DETAILED DESCRIPTION OF THE INVENTION 
[0022] Reference will now be made in detail to the 
preferred embodiments of the present invention, examples of 
which are illustrated in the accompanying drawings. Wherever 
possible, the same reference numbers will be used throughout 
the drawings to refer to the same or like parts. 

[0023] An apparatus and a method for recognizing biological 
named entity according to an embodiment of the present 
invention will be described referring to the accompanying 
drawings . 

[0024] FIG. 1 illustrates entire configuration of an 
apparatus for recognizing biological named entity from 
biological literature based on UMLS according to an embodiment 



of the present invention. 

[0025] As shown in FIG. 1, the apparatus for recognizing 
biological named entity according to an embodiment of the 
present invention includes a resource construction unit 10, a 
rule collection unit 20 and a named entity recognition unit 30. 
The resource construction unit 10 receives metathesaurus from 
the UMLS 11 and constructs a concept name database 12, a 
single name database 13 and a category keyterm database 14, 
which are language resources to be used to recognize named 
entities.
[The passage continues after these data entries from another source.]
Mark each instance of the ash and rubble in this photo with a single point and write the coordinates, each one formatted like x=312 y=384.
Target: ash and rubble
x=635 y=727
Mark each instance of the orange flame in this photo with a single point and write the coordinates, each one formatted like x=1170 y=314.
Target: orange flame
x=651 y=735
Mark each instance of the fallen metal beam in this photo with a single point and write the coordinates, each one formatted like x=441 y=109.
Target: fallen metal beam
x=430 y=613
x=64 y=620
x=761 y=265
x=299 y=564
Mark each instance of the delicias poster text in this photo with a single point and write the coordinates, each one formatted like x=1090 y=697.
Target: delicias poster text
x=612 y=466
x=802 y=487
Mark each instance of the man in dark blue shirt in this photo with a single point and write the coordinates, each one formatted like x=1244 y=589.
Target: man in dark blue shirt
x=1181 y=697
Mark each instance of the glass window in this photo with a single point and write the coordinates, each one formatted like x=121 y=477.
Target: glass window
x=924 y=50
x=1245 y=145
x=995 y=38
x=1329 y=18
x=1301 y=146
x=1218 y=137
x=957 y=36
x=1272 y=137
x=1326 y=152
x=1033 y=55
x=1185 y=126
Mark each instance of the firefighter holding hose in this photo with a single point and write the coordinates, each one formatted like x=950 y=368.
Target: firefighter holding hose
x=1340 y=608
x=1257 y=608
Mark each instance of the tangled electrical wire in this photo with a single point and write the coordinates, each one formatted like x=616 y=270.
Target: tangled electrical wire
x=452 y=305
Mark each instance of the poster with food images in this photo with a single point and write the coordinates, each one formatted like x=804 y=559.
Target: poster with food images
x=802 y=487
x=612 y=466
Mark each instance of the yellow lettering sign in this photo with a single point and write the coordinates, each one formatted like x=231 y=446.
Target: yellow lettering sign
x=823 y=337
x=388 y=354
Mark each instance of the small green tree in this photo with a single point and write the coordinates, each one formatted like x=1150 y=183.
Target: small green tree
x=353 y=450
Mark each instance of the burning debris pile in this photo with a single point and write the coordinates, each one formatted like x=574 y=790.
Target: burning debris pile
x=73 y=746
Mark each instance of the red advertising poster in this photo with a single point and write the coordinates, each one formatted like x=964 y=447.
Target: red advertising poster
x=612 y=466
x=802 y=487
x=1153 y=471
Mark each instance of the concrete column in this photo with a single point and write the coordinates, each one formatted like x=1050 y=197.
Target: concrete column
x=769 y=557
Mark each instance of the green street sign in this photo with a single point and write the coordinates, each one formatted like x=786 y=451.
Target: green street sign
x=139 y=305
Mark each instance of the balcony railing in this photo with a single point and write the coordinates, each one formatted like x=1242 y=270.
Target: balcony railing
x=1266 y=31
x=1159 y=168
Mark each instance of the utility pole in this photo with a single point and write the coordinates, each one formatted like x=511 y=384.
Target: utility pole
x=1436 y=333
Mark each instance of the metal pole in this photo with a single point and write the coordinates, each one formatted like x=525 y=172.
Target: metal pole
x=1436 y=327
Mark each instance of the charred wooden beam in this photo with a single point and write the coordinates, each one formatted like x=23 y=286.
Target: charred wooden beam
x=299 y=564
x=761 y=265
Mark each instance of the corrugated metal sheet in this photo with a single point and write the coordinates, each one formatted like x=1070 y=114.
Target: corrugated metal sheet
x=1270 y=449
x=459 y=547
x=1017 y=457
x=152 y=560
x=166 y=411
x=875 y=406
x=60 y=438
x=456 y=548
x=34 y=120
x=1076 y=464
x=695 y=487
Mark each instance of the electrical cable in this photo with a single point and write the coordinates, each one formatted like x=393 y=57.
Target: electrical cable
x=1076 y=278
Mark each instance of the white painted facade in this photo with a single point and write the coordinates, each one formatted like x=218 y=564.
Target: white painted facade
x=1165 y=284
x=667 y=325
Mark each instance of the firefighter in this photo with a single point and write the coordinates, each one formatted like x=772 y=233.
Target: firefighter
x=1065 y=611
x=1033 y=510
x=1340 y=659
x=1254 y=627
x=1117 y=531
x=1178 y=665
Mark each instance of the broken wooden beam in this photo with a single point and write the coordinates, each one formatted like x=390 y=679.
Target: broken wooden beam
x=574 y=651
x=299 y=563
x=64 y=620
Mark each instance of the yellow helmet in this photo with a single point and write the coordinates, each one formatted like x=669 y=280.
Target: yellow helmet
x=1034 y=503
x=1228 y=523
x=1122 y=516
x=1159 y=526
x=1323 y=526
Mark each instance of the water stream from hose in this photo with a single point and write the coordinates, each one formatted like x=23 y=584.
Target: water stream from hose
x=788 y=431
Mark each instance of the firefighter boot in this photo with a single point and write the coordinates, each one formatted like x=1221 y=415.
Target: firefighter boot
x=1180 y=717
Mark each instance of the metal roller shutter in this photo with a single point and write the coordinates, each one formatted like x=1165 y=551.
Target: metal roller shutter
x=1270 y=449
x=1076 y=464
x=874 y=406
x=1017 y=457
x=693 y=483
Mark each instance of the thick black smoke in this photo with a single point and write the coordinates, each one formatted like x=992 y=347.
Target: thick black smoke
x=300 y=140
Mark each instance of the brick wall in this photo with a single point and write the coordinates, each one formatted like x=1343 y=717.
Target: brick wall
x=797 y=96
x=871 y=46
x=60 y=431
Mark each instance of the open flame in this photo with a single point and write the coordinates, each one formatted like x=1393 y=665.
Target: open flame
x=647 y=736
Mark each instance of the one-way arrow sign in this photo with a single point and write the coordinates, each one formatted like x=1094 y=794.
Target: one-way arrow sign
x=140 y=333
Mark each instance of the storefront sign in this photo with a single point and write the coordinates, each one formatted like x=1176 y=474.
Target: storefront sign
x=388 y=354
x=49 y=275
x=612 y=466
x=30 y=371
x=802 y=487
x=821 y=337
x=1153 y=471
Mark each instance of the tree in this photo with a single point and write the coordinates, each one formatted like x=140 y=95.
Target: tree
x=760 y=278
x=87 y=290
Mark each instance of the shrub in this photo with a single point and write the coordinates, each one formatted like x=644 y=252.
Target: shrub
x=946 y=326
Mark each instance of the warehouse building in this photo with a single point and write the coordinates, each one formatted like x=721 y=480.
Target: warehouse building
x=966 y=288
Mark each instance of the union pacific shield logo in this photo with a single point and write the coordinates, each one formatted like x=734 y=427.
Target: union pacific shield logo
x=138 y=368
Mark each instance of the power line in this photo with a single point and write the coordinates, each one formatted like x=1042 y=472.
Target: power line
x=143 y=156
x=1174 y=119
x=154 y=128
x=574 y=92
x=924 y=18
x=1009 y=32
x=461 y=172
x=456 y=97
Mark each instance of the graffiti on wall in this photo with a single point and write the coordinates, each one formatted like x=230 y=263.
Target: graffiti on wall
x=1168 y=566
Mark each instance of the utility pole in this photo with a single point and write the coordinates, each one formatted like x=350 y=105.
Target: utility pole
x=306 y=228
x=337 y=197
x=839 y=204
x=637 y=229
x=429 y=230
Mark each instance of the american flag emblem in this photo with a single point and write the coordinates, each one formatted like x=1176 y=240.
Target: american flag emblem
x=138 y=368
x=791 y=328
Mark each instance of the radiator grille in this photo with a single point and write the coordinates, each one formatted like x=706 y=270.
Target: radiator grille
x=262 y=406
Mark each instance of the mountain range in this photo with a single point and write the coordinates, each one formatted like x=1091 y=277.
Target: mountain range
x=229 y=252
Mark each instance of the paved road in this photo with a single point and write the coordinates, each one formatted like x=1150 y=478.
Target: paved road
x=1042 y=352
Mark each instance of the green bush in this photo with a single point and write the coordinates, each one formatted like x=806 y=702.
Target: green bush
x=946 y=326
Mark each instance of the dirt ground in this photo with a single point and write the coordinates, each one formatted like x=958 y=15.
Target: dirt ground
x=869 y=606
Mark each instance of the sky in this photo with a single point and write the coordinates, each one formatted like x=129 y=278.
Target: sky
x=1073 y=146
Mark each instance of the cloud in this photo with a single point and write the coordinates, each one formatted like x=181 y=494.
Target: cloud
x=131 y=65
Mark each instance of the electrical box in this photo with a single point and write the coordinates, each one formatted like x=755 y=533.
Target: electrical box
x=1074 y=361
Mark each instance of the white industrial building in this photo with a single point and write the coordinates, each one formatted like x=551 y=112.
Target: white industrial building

The rule collection unit 20 receives each concept 
name stored in the concept name database 12, extracts a 
feature of each of the concept names by using data stored in 
the single name database and the category keyterm database, 
and constructs a rule database 21 by creating rules used to 
recognize the named entities and filtering the rule by using 
the extracted feature. The named entity recognition unit 3 0 
receives a biological literature through the literature input 
unit 31, extracts nouns and noun phrases that are candidate 
named entities from the input literature, applies the rules 
stored in the rule database 21 to the nouns and the noun 
phrases, and recognizes the named entities. 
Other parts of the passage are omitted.